Emergency Care in Rural Areas During the COVID-19 Pandemic

Rural emergency care is complex and was already challenging before the start of the pandemic. In fact, 2019 was a record year for rural hospital closures as 119 facilities shut their doors. Today, a quarter of rural hospitals are at high risk of closing and more than 350 rural hospitals across 40 states are vulnerable.

Patients in rural areas face unique challenges whether they are managing multiple conditions or simply more at risk given the limited number of health service providers or nearby primary care options. At the same time, many people living in rural communities continue to work in essential roles that do not afford them the luxury of remote work and put them at greater risk of contracting COVID-19, such as agriculture or manufacturing.

According to a recent study, the nation’s rural emergency physician shortage is expected to worsen in the coming years, the authors note. Of the 48,835 clinically active emergency physicians in the United States, 92 percent (44,908) practice in urban areas with just 8 percent (3,927) practicing in rural communities, down from 10 percent in 2008.

Nearly one in five Americans rely on rural health care and emergency physicians in these areas encounter many of the same challenges as their colleagues who practice in larger cities with more resources; staffing shortages, lack of available personal protective equipment, limited COVID-19 testing capacity, or drug shortages, to name a few.

“Emergency physicians are the sentinels of America’s emergency care safety net.

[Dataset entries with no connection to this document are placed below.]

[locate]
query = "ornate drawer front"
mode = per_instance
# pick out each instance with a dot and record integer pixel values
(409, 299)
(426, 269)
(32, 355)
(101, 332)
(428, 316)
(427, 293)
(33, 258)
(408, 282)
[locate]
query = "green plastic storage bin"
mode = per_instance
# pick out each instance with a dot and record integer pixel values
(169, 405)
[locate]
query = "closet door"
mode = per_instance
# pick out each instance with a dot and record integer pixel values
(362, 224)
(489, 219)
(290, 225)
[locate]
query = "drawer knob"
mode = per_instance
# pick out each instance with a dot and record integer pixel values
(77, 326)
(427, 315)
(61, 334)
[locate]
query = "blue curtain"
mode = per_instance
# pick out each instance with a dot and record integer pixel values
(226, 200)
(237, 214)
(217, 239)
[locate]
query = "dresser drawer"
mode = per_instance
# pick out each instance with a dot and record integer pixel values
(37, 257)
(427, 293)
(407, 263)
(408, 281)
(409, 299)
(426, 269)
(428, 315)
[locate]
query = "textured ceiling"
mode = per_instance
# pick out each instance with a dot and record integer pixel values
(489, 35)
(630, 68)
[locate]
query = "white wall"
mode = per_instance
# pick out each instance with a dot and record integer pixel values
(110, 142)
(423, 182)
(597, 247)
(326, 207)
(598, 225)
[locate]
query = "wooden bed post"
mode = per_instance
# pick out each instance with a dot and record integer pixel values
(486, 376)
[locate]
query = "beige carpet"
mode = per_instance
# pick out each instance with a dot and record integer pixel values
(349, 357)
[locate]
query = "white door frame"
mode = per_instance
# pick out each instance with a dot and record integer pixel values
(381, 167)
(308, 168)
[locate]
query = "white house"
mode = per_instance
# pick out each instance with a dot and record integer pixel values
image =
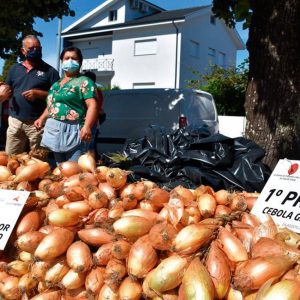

Now more than ever we need to rally behind our health care heroes, and that means ensuring they have the resources and support they need as they fight this protracted battle.” said William Jaquis, MD, FACEP, former president of the American College of Emergency Physicians (ACEP) stated in a press release.

If you live in a rural area stay informed and be prepared for the need to visit the emergency department in your community for any medical emergency.